Morphia, 2009. Adapted from Mikhail Bulgakov’s collection of autofictional stories, A Country Doctor’s Notebook, Aleksei Balabanov’s Morphia is an unvarnished portrait of rural Russia at the cusp of the Bolshevik Revolution. Told from the perspective of an idealistic young doctor, Polyakov (Leonid Bichevin), Morphia retains the humor and texturality of Bulgakov’s prose to underscore Polyakov’s difficult and overwhelming adjustment to the isolation of life in the country where he has moved to serve as the region’s only physician. Still uncertain over his medical skills (often running back from the clinic to his nearby study in order to review textbooks on the medical procedures that he is about to perform) and struggling to cope with the backwardness of the community that often endanger his patients (in one episode, the parents of a girl suffering from acute asphyxia refuse to consent to an emergency tracheotomy, arguing that such a procedure would cause certain death), Polyakov finds unexpected respite in a morphine injection that had been administered by head nurse, Anna Nicolaevna (Ingeborga Dapkunaite) to treat an allergic reaction.
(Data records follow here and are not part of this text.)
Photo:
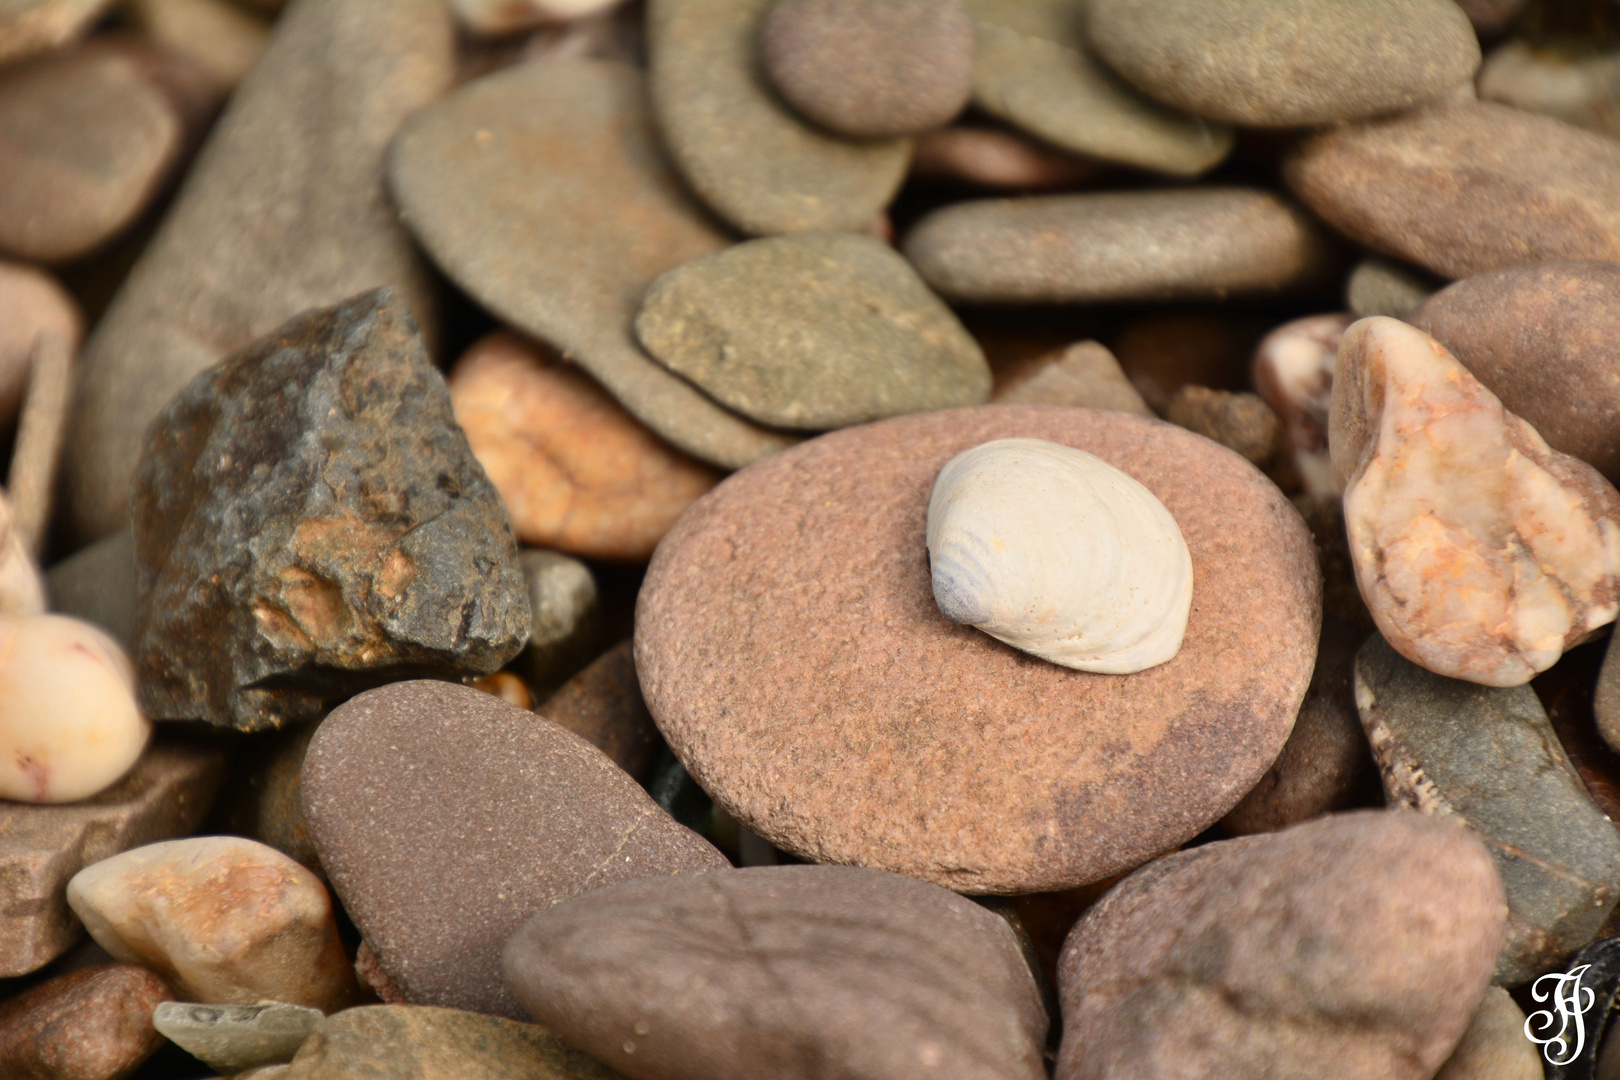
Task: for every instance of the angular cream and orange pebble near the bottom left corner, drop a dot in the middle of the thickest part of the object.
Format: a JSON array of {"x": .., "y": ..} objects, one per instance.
[{"x": 228, "y": 921}]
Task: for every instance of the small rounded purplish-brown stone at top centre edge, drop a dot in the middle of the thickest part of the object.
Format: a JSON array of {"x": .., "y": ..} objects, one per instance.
[{"x": 871, "y": 70}]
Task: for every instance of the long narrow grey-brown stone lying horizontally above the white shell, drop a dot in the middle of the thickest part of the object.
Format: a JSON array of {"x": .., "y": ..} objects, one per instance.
[{"x": 1132, "y": 245}]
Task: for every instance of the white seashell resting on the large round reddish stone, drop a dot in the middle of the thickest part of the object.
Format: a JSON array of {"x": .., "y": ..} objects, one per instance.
[{"x": 1059, "y": 555}]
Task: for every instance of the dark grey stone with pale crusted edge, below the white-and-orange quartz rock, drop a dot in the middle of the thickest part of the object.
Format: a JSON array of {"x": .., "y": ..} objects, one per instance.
[{"x": 1490, "y": 759}]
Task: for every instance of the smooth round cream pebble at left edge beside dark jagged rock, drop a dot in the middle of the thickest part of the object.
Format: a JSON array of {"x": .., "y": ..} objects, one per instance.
[{"x": 69, "y": 721}]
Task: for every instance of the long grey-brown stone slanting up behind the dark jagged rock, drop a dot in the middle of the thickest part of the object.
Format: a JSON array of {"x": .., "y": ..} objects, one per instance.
[{"x": 291, "y": 172}]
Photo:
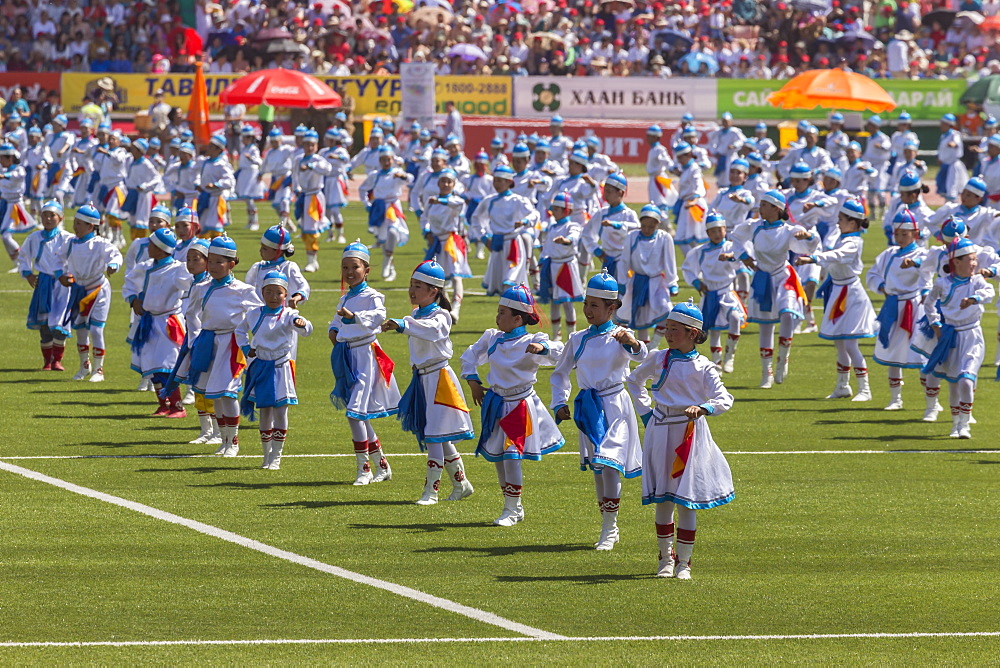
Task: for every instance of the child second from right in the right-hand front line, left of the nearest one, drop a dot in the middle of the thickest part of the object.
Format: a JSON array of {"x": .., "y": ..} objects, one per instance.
[{"x": 896, "y": 274}]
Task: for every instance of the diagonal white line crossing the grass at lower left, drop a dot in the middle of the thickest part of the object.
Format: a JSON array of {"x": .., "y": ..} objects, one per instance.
[{"x": 208, "y": 530}]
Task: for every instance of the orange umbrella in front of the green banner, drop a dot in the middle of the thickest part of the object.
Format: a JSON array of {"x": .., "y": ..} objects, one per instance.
[{"x": 832, "y": 89}]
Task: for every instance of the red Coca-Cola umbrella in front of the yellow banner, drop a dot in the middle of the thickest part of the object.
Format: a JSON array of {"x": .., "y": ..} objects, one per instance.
[{"x": 281, "y": 88}]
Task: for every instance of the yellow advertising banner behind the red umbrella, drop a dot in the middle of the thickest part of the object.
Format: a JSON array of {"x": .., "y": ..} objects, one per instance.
[{"x": 473, "y": 96}]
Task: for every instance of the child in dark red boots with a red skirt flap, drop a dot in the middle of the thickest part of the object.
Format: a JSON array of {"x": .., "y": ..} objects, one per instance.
[{"x": 154, "y": 288}]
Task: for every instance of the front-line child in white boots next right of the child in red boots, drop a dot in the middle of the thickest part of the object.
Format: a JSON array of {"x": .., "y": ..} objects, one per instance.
[{"x": 216, "y": 362}]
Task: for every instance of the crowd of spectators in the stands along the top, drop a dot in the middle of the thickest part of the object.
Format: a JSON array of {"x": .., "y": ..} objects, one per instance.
[{"x": 665, "y": 38}]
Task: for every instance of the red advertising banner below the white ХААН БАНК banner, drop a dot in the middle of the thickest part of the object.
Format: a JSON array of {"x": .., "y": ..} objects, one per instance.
[{"x": 622, "y": 141}]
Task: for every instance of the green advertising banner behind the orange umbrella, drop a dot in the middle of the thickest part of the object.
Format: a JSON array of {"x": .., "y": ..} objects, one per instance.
[{"x": 926, "y": 99}]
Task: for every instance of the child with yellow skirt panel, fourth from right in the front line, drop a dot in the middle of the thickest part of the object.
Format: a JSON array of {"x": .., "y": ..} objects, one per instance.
[{"x": 443, "y": 420}]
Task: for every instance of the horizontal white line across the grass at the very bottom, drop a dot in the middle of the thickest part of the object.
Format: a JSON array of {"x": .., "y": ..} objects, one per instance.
[{"x": 404, "y": 641}]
However, as the demands of his job continue to mount, Polyakov’s dependence soon turns into full-blown addiction, leading him to increasingly desperate and reckless acts when a war-driven medical rationing threatens to cut off his supply. By emphasizing the intersection of personal and national history, Balabanov not only captures the social conditions that enabled the revolution, but also establishes Polyakov’s obsession and paranoia within the context of his seemingly more altruistic efforts to educate the rural community, not unlike the agitprop trains that toured the countryside to spread the gospel of the revolution (note that Polyakov is first seen arriving by train). In essence, by correlating Polyakov’s self-destruction with his idealism, Morphia also serves as a pointed allegory for the dysfunction that ultimately led to the collapse of the Soviet Union – a tragicomic denouement to a noble social experiment that, like the film’s flawed, well-intentioned hero, had lost its way.